Miniupnpd: cpu load constantly increasing over weeks to 100%
eweri last edited by
I am running 2.2 on an ALIX board and was very surprised when I saw that under Status-> RRD Graphs-> System-> Processor my Router was under heavy load during working hours and nearly no load during the night.
Today I logging in via ssh and saw that miniupnpd takes 70-80% CPU load. At the same time we do only have a little traffic to handle (nothing big).
I compared the status graphs for Processor and Traffic and as soon as the users starting making some internet-traffic cpu load jumps to nearly 100%.
I stopped miniupnpd and started it again after a few minutes - now it does not make any load at all.

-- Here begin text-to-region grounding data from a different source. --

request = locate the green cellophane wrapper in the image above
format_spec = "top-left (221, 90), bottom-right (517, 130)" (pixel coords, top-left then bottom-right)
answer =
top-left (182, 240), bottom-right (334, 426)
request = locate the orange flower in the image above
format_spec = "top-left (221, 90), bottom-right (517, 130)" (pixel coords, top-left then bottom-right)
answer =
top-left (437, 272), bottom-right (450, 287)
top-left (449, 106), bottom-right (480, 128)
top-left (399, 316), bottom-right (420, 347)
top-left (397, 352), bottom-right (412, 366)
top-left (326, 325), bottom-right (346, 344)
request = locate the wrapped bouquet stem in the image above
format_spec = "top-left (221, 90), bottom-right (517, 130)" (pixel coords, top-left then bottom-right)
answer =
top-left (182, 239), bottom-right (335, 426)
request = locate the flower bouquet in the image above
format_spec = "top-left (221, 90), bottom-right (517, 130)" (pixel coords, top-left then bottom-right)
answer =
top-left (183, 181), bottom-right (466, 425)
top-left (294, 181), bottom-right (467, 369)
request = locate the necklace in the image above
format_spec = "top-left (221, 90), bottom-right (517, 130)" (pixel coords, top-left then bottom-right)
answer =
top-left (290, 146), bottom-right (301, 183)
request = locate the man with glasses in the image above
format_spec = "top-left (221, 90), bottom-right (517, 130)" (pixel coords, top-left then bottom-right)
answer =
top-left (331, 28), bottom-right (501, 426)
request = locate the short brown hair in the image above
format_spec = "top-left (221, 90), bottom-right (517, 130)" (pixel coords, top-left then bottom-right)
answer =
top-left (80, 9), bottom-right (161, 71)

What makes me wonder is that I could see that the cpu load started to increase constantly until it reached 100% (see the attached image)
Is this a bug with miniupnpd or should I look for something else?

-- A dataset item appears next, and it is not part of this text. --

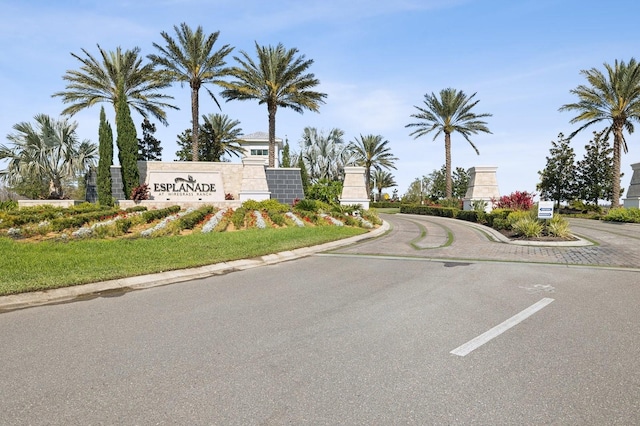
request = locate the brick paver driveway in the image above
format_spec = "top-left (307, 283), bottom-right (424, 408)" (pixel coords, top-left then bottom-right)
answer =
top-left (332, 214), bottom-right (640, 269)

It's difficult to say for sure but it sounds like maybe something on your network is sending out a large number of UPnP or UPnP-like requests. Odds are it's not a miniupnpd bug but just what it's doing to deal with what it's seeing on the LAN side.
You could run a packet capture of several thousand packets on the LAN and then load that up in Wireshark. Look and see what UPnP type traffic it finds and then track down what local system is sending it.
footbag last edited by
I've just solved a similar issue with 2.2. I use the pfSense facility to restrict access to UPnP by ip, only allowing devices that need it access. A device on my LAN that was configured to use UPnP, but not authorised in pfSense, went into a loop sending request after request until the pfSense state table filled up. At that point the Alix succumbed.
In my case it was a QNAP NAS and the answer was to turn off UPnP on it (I wasn't using it anyway).
But I know for sure this scenario was not an issue in 2.1, so something in 2.2 has changed behaviour. As jimp says, miniupnpd in 2.2 is not necessarily at fault, changes to make it "more correct" may be exposing hidden issues in the QNAP implementation.
Another way to find the offending device is to look in your state tables, you'll soon spot it.